I'm a political science PhD student using the MIRT package to estimate candidates' ideological positions. My data consists of parliamentary candidate survey responses on a variety of issue positions. I plan to use these survey responses---which were collected for all recent parliamentary elections---to study how candidate's ideological positions shift over time. I'm using a two-tier/bifactor model based on
your tutorial for longitudinal data. The survey items vary considerably between election years since inter-year rescaling was not the intended goal of these candidate surveys. Thus, anchor items often have slight differences in response categories across election years.
I have three broad questions:
- Is it appropriate to constrain some but not all anchor item parameters to be equal between time periods, including the item-time slopes? In particular, is it okay to leave some or all intercept parameters unconstrained?
- Is this item linking procedure appropriate when each anchor item is estimated using different IRT models?
- Would either case bias the latent factor estimates?

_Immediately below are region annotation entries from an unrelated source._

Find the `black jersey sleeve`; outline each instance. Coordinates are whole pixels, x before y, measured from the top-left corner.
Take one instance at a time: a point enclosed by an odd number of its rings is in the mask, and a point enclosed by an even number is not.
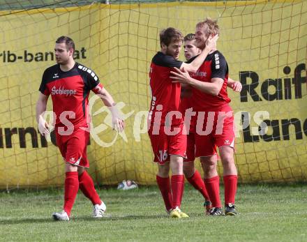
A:
[[[49,96],[50,95],[48,89],[46,86],[46,84],[47,82],[47,75],[48,75],[48,69],[45,70],[44,73],[42,77],[42,82],[40,82],[40,86],[38,89],[43,94]]]
[[[224,79],[228,74],[228,65],[220,52],[214,53],[211,62],[211,78]]]
[[[89,89],[91,90],[96,87],[96,86],[100,82],[98,76],[92,70],[91,73],[88,74],[88,80]]]
[[[90,68],[77,63],[79,72],[85,81],[86,89],[89,91],[93,89],[99,83],[100,80],[98,75]]]
[[[182,65],[182,61],[178,61],[173,56],[166,54],[165,55],[164,62],[167,67],[177,67],[177,68],[180,68]]]

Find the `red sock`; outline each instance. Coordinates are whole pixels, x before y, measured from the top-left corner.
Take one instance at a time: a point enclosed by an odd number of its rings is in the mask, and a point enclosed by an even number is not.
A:
[[[165,204],[165,209],[169,211],[172,209],[172,191],[170,186],[170,177],[161,177],[158,175],[156,176],[158,186],[161,192],[162,197]]]
[[[172,194],[173,196],[172,209],[177,206],[180,208],[181,204],[181,197],[184,193],[184,176],[172,175],[171,178]]]
[[[93,179],[85,170],[79,176],[79,188],[84,196],[91,201],[93,205],[101,204],[101,200],[95,190]]]
[[[225,204],[234,204],[234,197],[237,192],[238,176],[229,175],[224,176]]]
[[[194,188],[198,190],[200,192],[202,193],[206,201],[210,200],[208,192],[204,186],[204,182],[202,179],[202,176],[200,176],[200,174],[197,169],[195,169],[195,172],[191,177],[187,177],[186,179],[194,187]]]
[[[79,190],[78,173],[77,172],[66,172],[65,175],[64,206],[63,209],[70,216]]]
[[[204,179],[204,184],[212,203],[212,206],[215,208],[222,207],[220,199],[220,178],[218,176]]]

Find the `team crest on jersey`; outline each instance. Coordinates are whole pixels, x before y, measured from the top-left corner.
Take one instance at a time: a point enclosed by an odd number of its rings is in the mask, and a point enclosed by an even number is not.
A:
[[[218,56],[218,54],[214,54],[214,57],[216,59],[216,69],[220,68],[220,57]]]
[[[54,74],[53,74],[53,77],[52,77],[52,78],[53,78],[53,79],[54,79],[54,78],[59,78],[59,74],[58,74],[58,73],[54,73]]]

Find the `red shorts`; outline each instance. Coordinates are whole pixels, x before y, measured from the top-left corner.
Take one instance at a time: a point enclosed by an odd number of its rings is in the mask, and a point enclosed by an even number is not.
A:
[[[214,146],[214,151],[212,155],[216,154],[217,160],[220,160],[220,156],[216,151],[216,146]],[[186,159],[184,160],[184,162],[190,162],[195,160],[195,134],[190,133],[186,138]]]
[[[227,107],[217,112],[206,112],[202,126],[200,120],[203,116],[197,121],[195,157],[214,156],[216,153],[216,146],[234,148],[232,110]]]
[[[82,127],[70,135],[60,135],[56,130],[57,145],[64,160],[72,165],[89,168],[87,147],[89,140],[89,133]]]
[[[173,128],[179,128],[180,131],[174,135],[167,135],[164,126],[161,126],[157,135],[152,134],[151,130],[148,132],[155,156],[154,162],[164,165],[170,161],[171,155],[186,158],[186,135],[182,134],[183,125]]]

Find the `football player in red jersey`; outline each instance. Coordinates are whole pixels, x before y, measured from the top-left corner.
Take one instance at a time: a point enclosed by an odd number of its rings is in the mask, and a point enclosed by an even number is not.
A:
[[[201,50],[196,46],[195,34],[188,33],[184,38],[184,56],[186,61],[189,61],[191,58],[198,55]],[[242,84],[239,82],[228,78],[227,86],[232,89],[234,91],[241,91]],[[190,98],[192,96],[192,89],[189,86],[181,86],[181,109],[182,113],[184,114],[186,110],[193,108],[193,100]],[[202,180],[200,173],[195,168],[195,119],[192,119],[190,122],[188,133],[187,136],[187,149],[186,159],[184,160],[184,174],[188,181],[202,195],[204,199],[204,206],[205,208],[206,214],[209,215],[211,209],[211,203],[210,202],[209,194],[207,191],[204,181]]]
[[[207,18],[196,25],[195,43],[203,50],[207,40],[219,33],[216,21]],[[195,118],[195,156],[200,157],[205,176],[205,185],[212,208],[210,215],[222,215],[219,197],[219,178],[216,170],[219,149],[223,166],[225,214],[234,215],[237,172],[234,160],[234,132],[230,99],[227,93],[228,66],[225,57],[216,49],[207,56],[200,69],[190,75],[186,70],[176,69],[171,78],[174,83],[192,86]]]
[[[121,131],[124,127],[112,97],[92,70],[74,61],[74,51],[75,43],[69,37],[61,36],[56,40],[57,64],[45,70],[36,104],[38,130],[42,135],[47,135],[49,126],[43,114],[51,95],[57,145],[66,162],[64,204],[63,211],[52,214],[56,220],[69,220],[79,189],[92,202],[94,218],[103,217],[106,209],[84,169],[89,167],[87,146],[89,140],[88,104],[91,90],[99,95],[110,109],[114,128]]]
[[[186,157],[186,135],[183,134],[183,119],[180,112],[180,84],[172,83],[170,73],[174,68],[195,72],[215,46],[217,36],[207,40],[205,48],[193,61],[186,63],[178,60],[181,48],[181,33],[169,27],[160,33],[161,50],[152,59],[149,78],[151,103],[148,116],[149,135],[158,163],[156,181],[165,209],[171,218],[188,215],[180,210],[184,192],[183,160]],[[170,182],[169,172],[172,170]]]

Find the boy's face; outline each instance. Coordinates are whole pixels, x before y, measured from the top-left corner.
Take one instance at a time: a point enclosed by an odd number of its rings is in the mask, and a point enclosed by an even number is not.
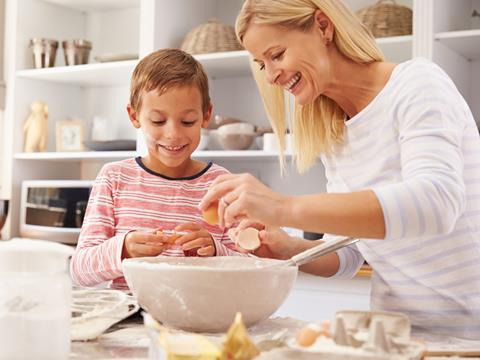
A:
[[[133,126],[143,130],[151,161],[166,172],[188,164],[211,112],[210,105],[203,113],[200,91],[189,85],[175,86],[162,95],[157,90],[144,92],[138,114],[128,107]]]

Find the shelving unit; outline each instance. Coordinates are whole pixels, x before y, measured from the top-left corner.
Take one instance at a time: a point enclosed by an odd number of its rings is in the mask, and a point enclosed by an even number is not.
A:
[[[376,0],[347,0],[353,9],[371,5]],[[31,37],[87,38],[94,48],[90,56],[105,53],[139,53],[178,47],[187,32],[216,16],[233,25],[243,0],[7,0],[7,31],[15,41],[7,44],[9,54],[8,103],[5,131],[9,153],[6,161],[9,194],[12,198],[10,234],[18,235],[18,188],[26,179],[85,179],[85,164],[101,165],[107,161],[135,156],[136,152],[56,153],[54,124],[66,118],[80,118],[88,128],[94,115],[112,119],[118,132],[130,134],[125,112],[130,75],[137,60],[63,66],[58,49],[56,67],[32,69],[28,39]],[[414,34],[379,38],[377,42],[388,61],[401,62],[412,56],[425,56],[438,62],[458,83],[462,93],[480,118],[480,65],[478,43],[480,30],[475,24],[463,24],[480,0],[398,0],[414,10]],[[455,21],[450,21],[453,16]],[[45,21],[53,18],[55,21]],[[182,21],[178,21],[181,19]],[[473,27],[473,28],[472,28]],[[108,31],[107,31],[107,30]],[[266,125],[267,118],[252,79],[246,51],[202,54],[196,58],[210,77],[215,114],[238,117],[256,125]],[[461,66],[460,66],[461,65]],[[459,69],[461,68],[461,69]],[[48,152],[23,153],[22,125],[30,103],[37,98],[49,104]],[[477,105],[476,105],[477,104]],[[132,135],[133,134],[133,135]],[[139,149],[140,147],[137,147]],[[195,158],[218,161],[234,172],[249,171],[262,181],[287,193],[321,191],[321,165],[295,181],[280,179],[277,155],[263,151],[198,151]],[[60,165],[57,165],[60,164]],[[314,181],[312,181],[314,179]],[[320,179],[317,181],[317,179]]]
[[[130,81],[136,60],[76,66],[57,66],[46,69],[28,69],[17,72],[21,79],[51,81],[76,86],[115,86]]]

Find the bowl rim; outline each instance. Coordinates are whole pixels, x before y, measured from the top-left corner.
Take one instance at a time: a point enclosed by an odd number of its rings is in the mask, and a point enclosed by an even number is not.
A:
[[[122,267],[135,267],[135,268],[143,268],[143,269],[148,269],[148,268],[156,268],[156,269],[165,269],[165,270],[172,270],[175,268],[175,271],[200,271],[200,272],[219,272],[222,271],[222,273],[238,273],[238,272],[254,272],[254,271],[276,271],[276,272],[298,272],[298,266],[279,266],[279,267],[269,267],[269,266],[258,266],[258,267],[251,267],[251,268],[222,268],[222,267],[208,267],[208,266],[199,266],[197,264],[191,264],[191,265],[171,265],[171,266],[162,266],[158,267],[157,265],[163,265],[163,264],[168,264],[167,262],[151,262],[152,259],[169,259],[169,260],[175,260],[175,259],[185,259],[183,257],[171,257],[171,256],[156,256],[156,257],[139,257],[139,258],[128,258],[122,260]],[[209,257],[209,258],[201,258],[201,257],[195,257],[196,259],[212,259],[215,257]],[[230,259],[232,257],[225,256],[222,257],[222,260],[225,259]],[[233,258],[238,258],[238,257],[233,257]],[[281,261],[283,260],[278,260],[278,259],[270,259],[270,258],[248,258],[251,260],[267,260],[268,262],[271,262],[272,265],[275,263],[280,264]],[[148,261],[147,261],[148,260]],[[187,260],[188,261],[188,260]],[[197,261],[197,260],[194,260]],[[202,261],[202,260],[200,260]],[[230,261],[230,260],[226,260]],[[270,265],[270,264],[267,264]]]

My fear is that leaving some parameters between anchor items unconstrained will bias the time-slope or item-time slope parameter estimates and fail to place both time period on the same scale. I haven't found answers to these questions in this google group or the internet more broadly.
Here are two illustrative examples of anchor items with differences between their response categories. Please disregard these if you already understand the context behind my questions.
- Anchor item example 1:
two otherwise identical Likert-type anchor items have a neutral option in one election year but no neutral option in the next election year.

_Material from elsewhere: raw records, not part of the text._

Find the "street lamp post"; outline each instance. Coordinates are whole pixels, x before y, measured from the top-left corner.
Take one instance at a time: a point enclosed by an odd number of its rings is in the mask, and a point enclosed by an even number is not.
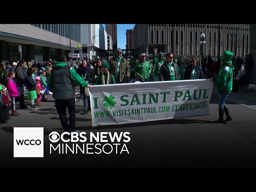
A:
[[[100,36],[99,35],[94,35],[93,36],[92,36],[92,58],[94,59],[94,50],[93,49],[93,47],[94,46],[94,38],[95,38],[95,37],[96,36]]]
[[[204,37],[205,37],[205,35],[204,35],[204,34],[202,33],[200,35],[200,36],[201,37],[200,44],[202,44],[202,59],[201,60],[201,64],[202,65],[202,62],[203,60],[203,56],[204,55],[203,54],[203,51],[204,51],[203,47],[204,45],[205,44],[206,42],[205,41],[205,39],[204,38]]]
[[[69,24],[69,48],[70,53],[71,54],[71,24]],[[72,54],[71,54],[72,55]],[[70,61],[71,60],[72,56],[70,58]]]

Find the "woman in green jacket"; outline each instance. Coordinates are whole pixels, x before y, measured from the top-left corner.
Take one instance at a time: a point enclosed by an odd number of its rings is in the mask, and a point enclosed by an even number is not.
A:
[[[218,92],[219,93],[219,119],[214,122],[220,123],[226,123],[226,122],[231,121],[232,118],[229,114],[225,102],[227,97],[232,90],[233,71],[234,66],[232,65],[231,59],[233,53],[230,51],[225,51],[223,57],[221,59],[222,66],[219,74],[210,79],[211,81],[216,82],[218,84]],[[225,112],[227,118],[224,121],[223,116]]]

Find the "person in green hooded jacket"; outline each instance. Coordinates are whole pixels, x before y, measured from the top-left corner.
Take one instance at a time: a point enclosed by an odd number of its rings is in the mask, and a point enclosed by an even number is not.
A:
[[[115,78],[117,83],[123,83],[130,79],[130,66],[127,60],[122,56],[120,48],[116,49],[115,56],[109,60],[109,72]]]
[[[158,60],[156,58],[156,55],[157,53],[157,48],[155,47],[154,48],[154,53],[152,55],[153,62],[155,65],[155,69],[154,72],[154,81],[160,81],[159,77],[159,70],[161,66],[164,63],[164,56],[162,53],[159,54]]]
[[[55,107],[64,131],[77,132],[76,129],[76,103],[75,90],[73,83],[88,88],[90,85],[78,74],[75,69],[67,63],[67,58],[60,56],[51,72],[47,84],[49,90],[53,93],[55,99]],[[69,124],[66,116],[66,107],[69,113]]]
[[[140,61],[136,64],[134,72],[136,77],[148,82],[149,76],[151,72],[151,66],[146,60],[146,54],[142,53],[139,56]]]
[[[231,60],[232,57],[233,53],[232,52],[225,51],[223,57],[221,59],[221,66],[222,66],[220,70],[219,74],[210,79],[211,81],[217,82],[218,92],[219,93],[218,102],[219,118],[214,121],[216,123],[225,124],[226,123],[226,122],[232,120],[225,102],[227,97],[232,90],[233,72],[234,70]],[[227,118],[225,121],[223,119],[224,112],[227,116]]]
[[[185,61],[181,59],[178,62],[178,69],[180,75],[179,80],[184,80],[184,74],[186,70],[185,67]]]

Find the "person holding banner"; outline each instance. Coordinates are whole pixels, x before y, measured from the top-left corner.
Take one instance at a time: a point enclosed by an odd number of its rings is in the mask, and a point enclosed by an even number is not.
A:
[[[122,54],[122,49],[117,49],[116,55],[109,62],[110,67],[108,71],[113,74],[117,83],[123,83],[130,79],[130,66]]]
[[[139,56],[140,61],[136,64],[134,71],[135,76],[148,82],[148,78],[151,73],[151,65],[146,60],[146,54],[142,53]]]
[[[218,74],[210,78],[211,81],[216,82],[219,92],[219,119],[214,122],[218,123],[226,123],[226,122],[231,121],[232,118],[230,115],[228,108],[225,104],[227,97],[232,90],[233,81],[233,72],[234,66],[232,65],[231,59],[233,53],[228,51],[225,51],[223,57],[221,58],[222,67]],[[225,112],[227,118],[224,121],[223,116]]]
[[[184,79],[203,79],[204,74],[202,67],[198,64],[197,57],[191,58],[191,64],[186,69],[184,74]]]
[[[156,55],[157,53],[157,48],[154,48],[154,53],[152,55],[153,62],[155,64],[155,69],[154,72],[154,81],[160,81],[159,78],[159,70],[161,66],[164,63],[164,56],[162,53],[159,54],[158,60],[156,58]]]
[[[175,81],[179,80],[179,71],[178,65],[173,62],[173,54],[167,53],[167,60],[160,67],[160,80]]]
[[[53,93],[55,107],[64,132],[80,132],[76,129],[76,102],[73,83],[90,88],[90,86],[67,64],[67,58],[61,55],[48,78],[49,90]],[[66,116],[66,107],[69,112],[69,124]]]
[[[109,63],[105,63],[103,64],[102,68],[103,72],[98,76],[96,85],[116,84],[114,76],[108,71],[109,67]]]

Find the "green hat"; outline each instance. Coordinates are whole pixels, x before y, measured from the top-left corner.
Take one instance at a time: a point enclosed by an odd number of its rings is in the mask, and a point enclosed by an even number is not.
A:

- Q1.1: Church and state must be separated (Likert-type + no neutral option).
- b0: Strongly agree
- b1: Somewhat agree
- b2: Somewhat disagree
- b3: Strongly disagree
- Q1.2: Church and state must be separated (Likert-type + neutral option).
- b0: Strongly agree
- b1: Somewhat agree
- b2: Neither agree nor disagree
- b3: Somewhat disagree
- b4: Strongly disagree
- Constraint Procedure: In anchor item example 1, this means constraining the time slopes, item-time slopes, and intercept pairs b0-b0, b1-b1, b2-b3, and b3-b4 parameters to be equal between both items. However, this leaves the neutral "neither agree nor disagree" intercept parameter from Q1.2 unconstrained (freely estimated).
- Anchor item example 2:
two anchor items are identically worded, but one item has dichotomous (2PL) response categories and the other has Likert-type (graded) response questions.
- Q2.1: Finland should join NATO (Dichotomous)

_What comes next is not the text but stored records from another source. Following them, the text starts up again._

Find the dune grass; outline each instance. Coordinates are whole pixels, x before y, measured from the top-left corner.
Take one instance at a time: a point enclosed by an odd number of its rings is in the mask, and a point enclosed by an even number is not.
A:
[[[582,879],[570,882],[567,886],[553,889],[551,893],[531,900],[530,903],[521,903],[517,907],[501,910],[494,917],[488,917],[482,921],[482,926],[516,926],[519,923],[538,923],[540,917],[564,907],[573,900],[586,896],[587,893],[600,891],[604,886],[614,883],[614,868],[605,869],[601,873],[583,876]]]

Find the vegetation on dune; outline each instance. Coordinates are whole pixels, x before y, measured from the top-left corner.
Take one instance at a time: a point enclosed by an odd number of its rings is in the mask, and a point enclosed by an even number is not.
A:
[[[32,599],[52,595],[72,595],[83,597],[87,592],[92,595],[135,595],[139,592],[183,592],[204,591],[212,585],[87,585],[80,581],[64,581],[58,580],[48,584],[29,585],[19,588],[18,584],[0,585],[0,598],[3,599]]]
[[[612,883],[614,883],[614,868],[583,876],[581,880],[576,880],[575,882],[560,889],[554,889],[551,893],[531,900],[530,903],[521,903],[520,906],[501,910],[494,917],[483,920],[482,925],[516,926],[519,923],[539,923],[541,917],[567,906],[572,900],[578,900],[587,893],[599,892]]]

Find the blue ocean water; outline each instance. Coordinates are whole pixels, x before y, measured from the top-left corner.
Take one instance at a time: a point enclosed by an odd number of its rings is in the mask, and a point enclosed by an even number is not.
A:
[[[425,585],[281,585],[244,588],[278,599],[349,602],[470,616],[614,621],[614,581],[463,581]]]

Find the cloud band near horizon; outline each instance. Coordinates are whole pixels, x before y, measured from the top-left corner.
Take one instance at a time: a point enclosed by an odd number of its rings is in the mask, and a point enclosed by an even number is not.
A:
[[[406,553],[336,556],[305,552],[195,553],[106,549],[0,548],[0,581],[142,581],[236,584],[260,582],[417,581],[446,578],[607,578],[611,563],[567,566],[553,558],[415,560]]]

- Q2.2: Finland should join NATO (Likert-type)
- Strongly agree
- Somewhat agree
- Somewhat disagree
- Strongly disagree
- Constraint Procedure: in anchor item example 2, the dichotomous item Q2.1 is estimated using the 2PL model while the Likert-type item Q2.2 is estimated using the graded response model. This means constraining the time slopes and item-time slopes of each item to be equal but leaving the intercept parameters of each item unconstrained (freely estimated).
I've been struggling with this for a couple of weeks. Any help or references would be immensely appreciated!